Family is less a film than a cinematic recycling center. Reviewers have referred to it as a "dramedy." A better word might be malady. It's not just lazily formulaic. It's an 85-minute outbreak of appropriation symptomatic of our culture's comfort with sampling, sequeling and remaking.
Taylor Schilling stars as Kate Stone, yet another female character who works too much, drinks too much and feels too little. As the movie opens, we find her waking up at the office, having nodded off on a pile of paperwork.
Steinel clearly has a compulsion to deploy pointless detail. An inexplicable running gag involves Kate frowning at the company coffeemaker as it splurts defectively into single-serving mugs. She does this the morning we meet her and at intervals throughout the picture, though it possesses zero ultimate significance.
What matters here is that, at the beginning, Kate is all business. There's no room in her life for friends or family. We know this from her response when her brother (Eric Edelstein) asks her to babysit Maddie, the 11-year-old niece she's never met, so he and his wife (Allison Tolman) can attend to a family crisis ("We've asked everyone"). Kate eventually says yes, then asks her secretary to google her brother's address.

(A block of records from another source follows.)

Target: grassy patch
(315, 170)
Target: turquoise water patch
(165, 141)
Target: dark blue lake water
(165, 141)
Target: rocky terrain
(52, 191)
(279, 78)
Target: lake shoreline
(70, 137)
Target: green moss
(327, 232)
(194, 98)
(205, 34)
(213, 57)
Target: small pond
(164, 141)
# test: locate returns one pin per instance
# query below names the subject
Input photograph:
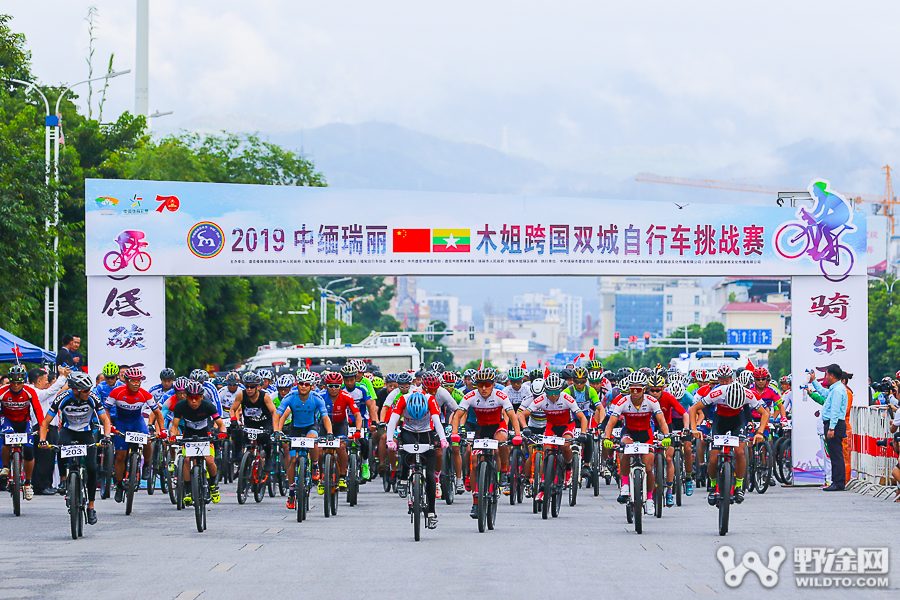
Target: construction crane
(884, 205)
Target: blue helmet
(417, 405)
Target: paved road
(259, 550)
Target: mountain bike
(16, 483)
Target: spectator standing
(45, 458)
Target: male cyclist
(196, 415)
(490, 405)
(77, 408)
(128, 402)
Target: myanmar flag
(412, 240)
(450, 240)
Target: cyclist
(559, 408)
(490, 406)
(20, 411)
(128, 402)
(109, 383)
(637, 409)
(254, 408)
(307, 414)
(196, 415)
(729, 400)
(676, 420)
(166, 379)
(77, 408)
(421, 425)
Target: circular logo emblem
(206, 239)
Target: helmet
(554, 383)
(485, 375)
(286, 380)
(637, 379)
(307, 377)
(417, 405)
(334, 378)
(252, 378)
(516, 374)
(431, 381)
(79, 380)
(199, 375)
(656, 380)
(735, 395)
(134, 373)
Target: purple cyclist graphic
(818, 233)
(130, 243)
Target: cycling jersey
(128, 406)
(488, 411)
(195, 421)
(74, 413)
(24, 407)
(559, 411)
(304, 412)
(637, 418)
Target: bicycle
(16, 483)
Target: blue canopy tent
(30, 352)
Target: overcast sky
(611, 87)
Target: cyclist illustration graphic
(130, 243)
(818, 233)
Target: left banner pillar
(127, 323)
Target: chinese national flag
(412, 240)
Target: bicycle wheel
(300, 490)
(73, 493)
(482, 486)
(547, 484)
(16, 488)
(659, 495)
(244, 473)
(131, 486)
(637, 481)
(198, 496)
(326, 483)
(417, 504)
(724, 483)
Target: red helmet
(430, 381)
(334, 377)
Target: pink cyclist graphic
(818, 233)
(130, 244)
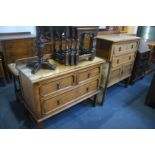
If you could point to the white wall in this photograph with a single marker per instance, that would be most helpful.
(5, 29)
(132, 29)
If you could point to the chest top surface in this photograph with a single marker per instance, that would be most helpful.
(117, 37)
(44, 74)
(16, 36)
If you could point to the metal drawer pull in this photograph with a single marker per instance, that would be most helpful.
(87, 89)
(58, 86)
(89, 75)
(58, 102)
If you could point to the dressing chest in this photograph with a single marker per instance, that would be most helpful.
(120, 50)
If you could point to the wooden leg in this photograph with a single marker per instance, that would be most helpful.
(127, 82)
(39, 125)
(95, 101)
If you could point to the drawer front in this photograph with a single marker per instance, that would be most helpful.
(122, 48)
(118, 60)
(55, 103)
(88, 74)
(57, 84)
(127, 69)
(115, 74)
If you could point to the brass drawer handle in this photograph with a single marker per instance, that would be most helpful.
(87, 89)
(129, 57)
(89, 75)
(58, 86)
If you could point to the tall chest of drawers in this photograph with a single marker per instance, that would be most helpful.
(120, 50)
(49, 92)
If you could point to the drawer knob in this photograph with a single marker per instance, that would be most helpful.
(87, 89)
(89, 75)
(58, 102)
(58, 86)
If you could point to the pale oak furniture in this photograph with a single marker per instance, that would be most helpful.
(120, 50)
(47, 92)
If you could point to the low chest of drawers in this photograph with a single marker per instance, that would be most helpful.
(47, 92)
(120, 50)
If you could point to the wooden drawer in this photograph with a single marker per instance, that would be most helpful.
(119, 49)
(127, 69)
(88, 74)
(52, 86)
(115, 75)
(18, 44)
(118, 60)
(57, 102)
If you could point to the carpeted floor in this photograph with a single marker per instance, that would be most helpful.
(124, 108)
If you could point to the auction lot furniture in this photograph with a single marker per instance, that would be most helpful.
(151, 61)
(16, 46)
(49, 92)
(2, 75)
(120, 50)
(141, 62)
(150, 98)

Bryn Vale portrays Maddie, the regulation tween misfit. As the Derivative Movie Playbook dictates, she's an outcast at school and not all that perfect a fit at home. Mom and Dad pay for ballet lessons. She sneaks next door to learn karate (Vale's a black belt in real life). They want her to go to the prom. She thinks she's a witch and meets a boy who takes her to a juggalo gathering instead.
Speaking of pointless details: juggalos. They're followers of trash rappers Insane Clown Posse, like Deadheads with face paint. The film's trailer suggests juggalos figure prominently in the story line. They don't. They're an asterisk, and an underdeveloped one at that.

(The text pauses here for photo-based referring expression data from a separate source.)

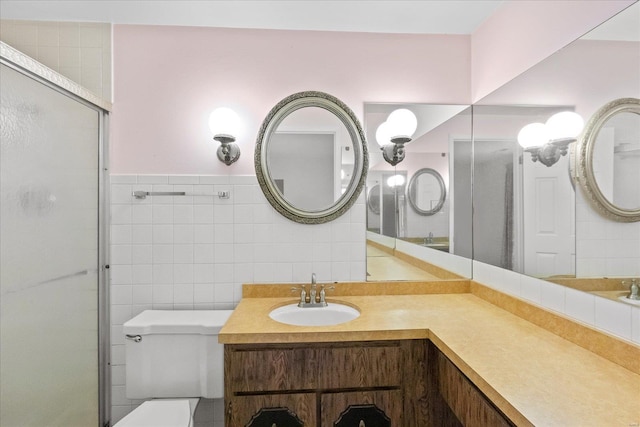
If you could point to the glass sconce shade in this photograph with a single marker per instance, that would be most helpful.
(224, 121)
(565, 124)
(225, 125)
(402, 122)
(395, 181)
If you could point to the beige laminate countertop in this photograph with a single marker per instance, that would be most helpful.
(534, 376)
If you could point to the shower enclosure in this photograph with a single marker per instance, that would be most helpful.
(53, 366)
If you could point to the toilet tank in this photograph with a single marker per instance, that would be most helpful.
(174, 354)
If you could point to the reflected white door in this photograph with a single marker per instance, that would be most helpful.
(49, 189)
(549, 218)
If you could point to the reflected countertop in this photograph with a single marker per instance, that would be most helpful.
(534, 376)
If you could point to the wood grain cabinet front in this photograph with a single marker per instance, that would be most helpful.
(366, 384)
(405, 383)
(280, 410)
(382, 408)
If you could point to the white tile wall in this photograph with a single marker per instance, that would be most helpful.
(196, 251)
(78, 51)
(605, 248)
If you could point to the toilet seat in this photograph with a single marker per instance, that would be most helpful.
(161, 413)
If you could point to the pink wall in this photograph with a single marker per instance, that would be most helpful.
(168, 79)
(522, 33)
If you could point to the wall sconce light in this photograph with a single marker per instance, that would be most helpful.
(393, 134)
(549, 141)
(224, 124)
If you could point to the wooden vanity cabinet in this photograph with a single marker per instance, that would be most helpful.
(380, 383)
(458, 402)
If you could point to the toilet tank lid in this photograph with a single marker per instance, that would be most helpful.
(203, 322)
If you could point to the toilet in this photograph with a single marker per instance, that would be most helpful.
(174, 358)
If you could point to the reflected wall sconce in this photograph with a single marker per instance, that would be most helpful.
(394, 133)
(549, 141)
(225, 124)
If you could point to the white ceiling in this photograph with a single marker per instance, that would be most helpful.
(382, 16)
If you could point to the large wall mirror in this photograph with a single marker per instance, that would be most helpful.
(422, 205)
(608, 159)
(545, 225)
(311, 157)
(529, 218)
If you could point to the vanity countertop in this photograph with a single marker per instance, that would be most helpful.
(534, 376)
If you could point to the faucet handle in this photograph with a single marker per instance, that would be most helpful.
(303, 295)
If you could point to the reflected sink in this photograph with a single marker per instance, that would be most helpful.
(629, 301)
(332, 314)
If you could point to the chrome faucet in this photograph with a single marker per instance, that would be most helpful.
(428, 240)
(315, 300)
(303, 295)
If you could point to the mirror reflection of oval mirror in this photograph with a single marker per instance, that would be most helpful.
(426, 191)
(616, 160)
(609, 159)
(311, 157)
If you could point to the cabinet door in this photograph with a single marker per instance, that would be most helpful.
(280, 410)
(380, 408)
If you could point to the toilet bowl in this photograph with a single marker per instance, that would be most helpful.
(173, 358)
(161, 413)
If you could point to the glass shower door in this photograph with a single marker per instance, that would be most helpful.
(49, 255)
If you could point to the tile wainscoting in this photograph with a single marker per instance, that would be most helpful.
(195, 251)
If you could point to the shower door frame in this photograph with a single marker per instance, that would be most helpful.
(31, 68)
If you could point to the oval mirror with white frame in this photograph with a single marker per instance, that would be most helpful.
(426, 191)
(608, 164)
(311, 157)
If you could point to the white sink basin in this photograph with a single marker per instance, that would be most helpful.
(332, 314)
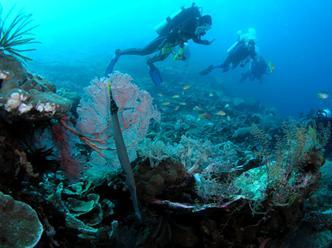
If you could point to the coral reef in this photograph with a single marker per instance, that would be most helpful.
(226, 173)
(20, 226)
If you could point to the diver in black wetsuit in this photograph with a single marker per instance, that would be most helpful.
(257, 69)
(238, 55)
(189, 24)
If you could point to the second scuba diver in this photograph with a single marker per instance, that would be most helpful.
(240, 53)
(187, 25)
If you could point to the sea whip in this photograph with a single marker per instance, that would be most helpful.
(123, 154)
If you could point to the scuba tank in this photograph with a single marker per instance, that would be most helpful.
(177, 19)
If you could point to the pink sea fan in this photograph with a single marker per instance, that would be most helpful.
(135, 113)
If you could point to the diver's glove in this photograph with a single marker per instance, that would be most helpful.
(207, 70)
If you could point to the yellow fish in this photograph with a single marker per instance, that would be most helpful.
(221, 113)
(322, 95)
(186, 87)
(205, 116)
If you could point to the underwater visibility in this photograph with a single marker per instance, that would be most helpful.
(171, 123)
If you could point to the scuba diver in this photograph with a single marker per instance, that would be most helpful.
(257, 69)
(188, 24)
(239, 54)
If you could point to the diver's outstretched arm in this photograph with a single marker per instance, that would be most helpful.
(152, 47)
(202, 42)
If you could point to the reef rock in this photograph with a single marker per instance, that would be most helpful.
(20, 226)
(26, 96)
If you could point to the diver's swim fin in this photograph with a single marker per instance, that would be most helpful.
(111, 65)
(155, 75)
(207, 70)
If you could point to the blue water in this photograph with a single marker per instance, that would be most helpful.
(295, 35)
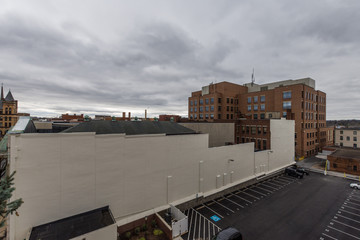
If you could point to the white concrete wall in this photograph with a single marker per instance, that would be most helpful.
(106, 233)
(219, 133)
(60, 175)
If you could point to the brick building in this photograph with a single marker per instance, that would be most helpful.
(8, 112)
(292, 99)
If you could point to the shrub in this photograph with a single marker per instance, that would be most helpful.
(153, 223)
(128, 235)
(157, 232)
(144, 227)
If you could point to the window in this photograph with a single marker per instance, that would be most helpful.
(264, 144)
(253, 130)
(287, 105)
(287, 95)
(264, 130)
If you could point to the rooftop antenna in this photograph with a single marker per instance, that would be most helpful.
(252, 78)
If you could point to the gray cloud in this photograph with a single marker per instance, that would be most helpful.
(128, 58)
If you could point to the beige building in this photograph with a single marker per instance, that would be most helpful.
(60, 175)
(347, 137)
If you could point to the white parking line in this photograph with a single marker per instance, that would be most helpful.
(264, 189)
(223, 206)
(213, 211)
(270, 186)
(256, 191)
(279, 182)
(269, 182)
(241, 198)
(346, 225)
(349, 212)
(344, 232)
(352, 203)
(358, 209)
(347, 218)
(233, 202)
(250, 195)
(329, 236)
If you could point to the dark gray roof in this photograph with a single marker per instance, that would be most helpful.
(9, 97)
(131, 127)
(73, 226)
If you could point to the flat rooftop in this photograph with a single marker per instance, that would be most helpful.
(73, 226)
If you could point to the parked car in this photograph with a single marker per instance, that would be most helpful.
(300, 169)
(293, 172)
(229, 233)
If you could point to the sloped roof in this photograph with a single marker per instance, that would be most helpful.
(130, 128)
(9, 97)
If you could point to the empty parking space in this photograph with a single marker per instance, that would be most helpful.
(208, 218)
(345, 223)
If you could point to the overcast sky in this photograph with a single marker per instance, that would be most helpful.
(107, 57)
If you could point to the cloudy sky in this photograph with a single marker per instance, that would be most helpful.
(107, 57)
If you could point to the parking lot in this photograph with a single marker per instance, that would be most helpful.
(203, 219)
(283, 207)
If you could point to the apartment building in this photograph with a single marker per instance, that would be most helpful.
(347, 137)
(291, 99)
(8, 112)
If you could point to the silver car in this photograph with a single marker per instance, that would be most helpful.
(355, 185)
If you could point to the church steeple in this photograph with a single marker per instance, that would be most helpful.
(2, 91)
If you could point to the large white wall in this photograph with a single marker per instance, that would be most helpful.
(59, 175)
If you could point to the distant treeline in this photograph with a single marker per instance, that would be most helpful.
(346, 123)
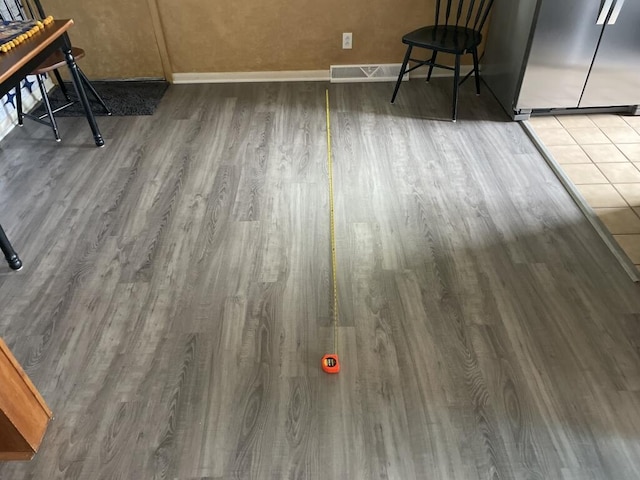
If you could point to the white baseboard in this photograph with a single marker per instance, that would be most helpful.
(244, 77)
(9, 115)
(289, 76)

If ever a picture could have been directed by a GPS, it's Family. From the first frame to the last, we know exactly where things are going, even if we have no clue why we should care. Steinel leaves no cliché unturned. Never do we doubt that Kate and Maddie will bond. Never is there any question the experience will change them both forever. Not for a second do we doubt lessons will be learned.

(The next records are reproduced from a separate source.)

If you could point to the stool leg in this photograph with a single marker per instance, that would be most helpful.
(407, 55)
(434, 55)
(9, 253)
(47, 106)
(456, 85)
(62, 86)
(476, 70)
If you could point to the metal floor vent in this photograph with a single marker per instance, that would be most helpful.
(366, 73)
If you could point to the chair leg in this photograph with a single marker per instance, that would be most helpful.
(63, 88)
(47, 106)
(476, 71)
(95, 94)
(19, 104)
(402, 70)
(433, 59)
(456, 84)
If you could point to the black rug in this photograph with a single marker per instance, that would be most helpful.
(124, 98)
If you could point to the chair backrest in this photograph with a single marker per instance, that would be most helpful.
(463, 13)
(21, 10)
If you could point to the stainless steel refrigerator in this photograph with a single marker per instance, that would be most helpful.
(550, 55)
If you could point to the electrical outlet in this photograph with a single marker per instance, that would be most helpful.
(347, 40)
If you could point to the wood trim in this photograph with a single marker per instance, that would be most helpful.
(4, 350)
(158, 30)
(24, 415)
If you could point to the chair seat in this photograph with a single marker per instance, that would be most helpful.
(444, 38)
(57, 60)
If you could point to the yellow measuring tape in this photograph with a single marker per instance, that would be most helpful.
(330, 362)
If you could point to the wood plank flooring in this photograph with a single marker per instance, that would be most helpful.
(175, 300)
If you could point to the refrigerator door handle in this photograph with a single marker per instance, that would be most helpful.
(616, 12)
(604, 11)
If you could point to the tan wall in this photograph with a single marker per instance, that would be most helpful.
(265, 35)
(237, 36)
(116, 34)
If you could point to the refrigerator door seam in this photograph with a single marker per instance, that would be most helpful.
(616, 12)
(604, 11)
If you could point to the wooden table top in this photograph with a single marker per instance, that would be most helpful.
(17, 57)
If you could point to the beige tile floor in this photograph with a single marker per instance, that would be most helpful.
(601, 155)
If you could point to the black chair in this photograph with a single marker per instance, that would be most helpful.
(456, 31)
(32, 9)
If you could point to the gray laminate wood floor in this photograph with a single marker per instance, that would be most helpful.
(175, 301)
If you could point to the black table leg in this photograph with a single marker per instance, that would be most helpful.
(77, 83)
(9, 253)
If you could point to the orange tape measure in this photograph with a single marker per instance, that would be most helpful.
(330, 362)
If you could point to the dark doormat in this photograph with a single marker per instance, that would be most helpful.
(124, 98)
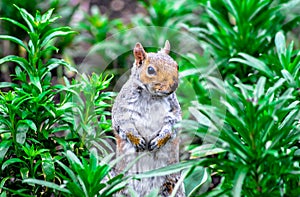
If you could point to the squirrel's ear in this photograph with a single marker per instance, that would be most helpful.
(139, 54)
(167, 47)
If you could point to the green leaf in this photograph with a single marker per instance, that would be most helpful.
(11, 161)
(4, 146)
(19, 60)
(24, 172)
(195, 180)
(56, 32)
(6, 84)
(47, 16)
(47, 184)
(15, 23)
(30, 124)
(22, 130)
(289, 78)
(27, 17)
(174, 168)
(239, 180)
(260, 87)
(73, 159)
(254, 63)
(15, 40)
(280, 43)
(48, 166)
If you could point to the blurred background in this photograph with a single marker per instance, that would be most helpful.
(216, 43)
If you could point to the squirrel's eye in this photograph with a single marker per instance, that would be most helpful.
(151, 70)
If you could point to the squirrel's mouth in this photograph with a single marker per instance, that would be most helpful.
(156, 92)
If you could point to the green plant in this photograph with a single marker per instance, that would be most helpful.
(285, 64)
(92, 111)
(38, 121)
(260, 140)
(249, 27)
(86, 177)
(98, 26)
(167, 13)
(34, 110)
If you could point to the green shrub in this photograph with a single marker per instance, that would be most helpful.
(234, 26)
(37, 118)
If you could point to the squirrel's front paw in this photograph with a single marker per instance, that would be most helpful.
(137, 141)
(157, 142)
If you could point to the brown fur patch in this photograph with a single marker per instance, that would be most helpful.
(163, 140)
(166, 78)
(134, 140)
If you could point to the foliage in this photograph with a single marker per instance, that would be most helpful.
(285, 64)
(258, 147)
(98, 26)
(167, 13)
(85, 177)
(243, 27)
(248, 135)
(37, 118)
(92, 123)
(260, 139)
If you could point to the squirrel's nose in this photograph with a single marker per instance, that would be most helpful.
(174, 86)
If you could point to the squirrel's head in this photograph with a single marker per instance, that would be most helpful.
(157, 71)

Because we've seen all this a thousand times in films a thousand times better. Kate will start out ruthless, like Charlize Theron in Young Adult; realize she's been a dick with help from a kid, like Bill Murray in St. Vincent; be welcomed back into the fold she was too busy for, like George Clooney in Up in the Air; and, finally, become a paragon of office parity, like Melanie Griffith in Working Girl. Which was already old news in 1988.
Well, I've reached my word count, so I'll conclude with a sentiment apropos of this bromide-driven baloney: You can't choose your family, but you can choose to stay as far as possible from this one. Blood has never been thicker.